I have a new paper out on Testing Sensitivity for SARS-CoV-2. It is formal but the issue is one that many will want to have explained more broadly. In today’s newsletter, I try a couple of other ways of explaining why Antigen Tests that are cheaper and commonly regarded as “worse” than PCR Tests are likely to be far superior, on their own terms, as a test for infectiousness and hence, as a test to be used in a comprehensive mitigation strategy for Covid-19.

We must have the best!

Let’s start here:

“PCR Tests are the best and we must have the best!” That is what many medical professionals and test regulators argue. Think I’m kidding? Here is a common statement.

The “gold standard” refers to the highest quality, or benchmark, of a specific practice, product or technology.… Other diagnostic testing methods, like culture or serology, may not provide the same level of sensitivity as PCR. Therefore, the risk of false negatives increases in critical testing scenarios where organisms or viruses may be difficult to grow, or detect an immune response to.
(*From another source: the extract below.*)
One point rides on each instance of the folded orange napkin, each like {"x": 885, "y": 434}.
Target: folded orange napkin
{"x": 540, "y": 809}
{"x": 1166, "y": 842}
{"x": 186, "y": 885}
This is why PCR is considered the gold standard by many across the diagnostic community.

It’s the coronavirus test Harrods would sell. And scientists use the term over and over again.

The PCR Test is a marvel of engineering. It can be used to find RNA and DNA remnants in the smallest of quantities from small samples. It can be used to find them in a group of samples from different people. It can be used to find them in sewage. It is high fidelity. It is high resolution. It can find needles in large haystacks. It’s simply the best.

The best can be bad

Let’s move away from tests for the moment and think of other ways we try and detect things. One way we can sniff out harmful stuff is to use sniffer dogs.

Just as astonishing, to Waggoner, is a dog’s acuity—the way it can isolate and identify compounds within a scent, like the spices in a soup. Drug smugglers often try to mask the smell of their shipments by packaging them with coffee beans, air fresheners, or sheets of fabric softener. To see if this can fool a dog, Waggoner has flooded his laboratory with different scents, then added minute quantities of heroin or cocaine to the mix. In one case, “the whole damn lab smelled like a Starbucks,” he told me, but the dogs had no trouble homing in on the drug. “They’re just incredible at finding the needle in the haystack.”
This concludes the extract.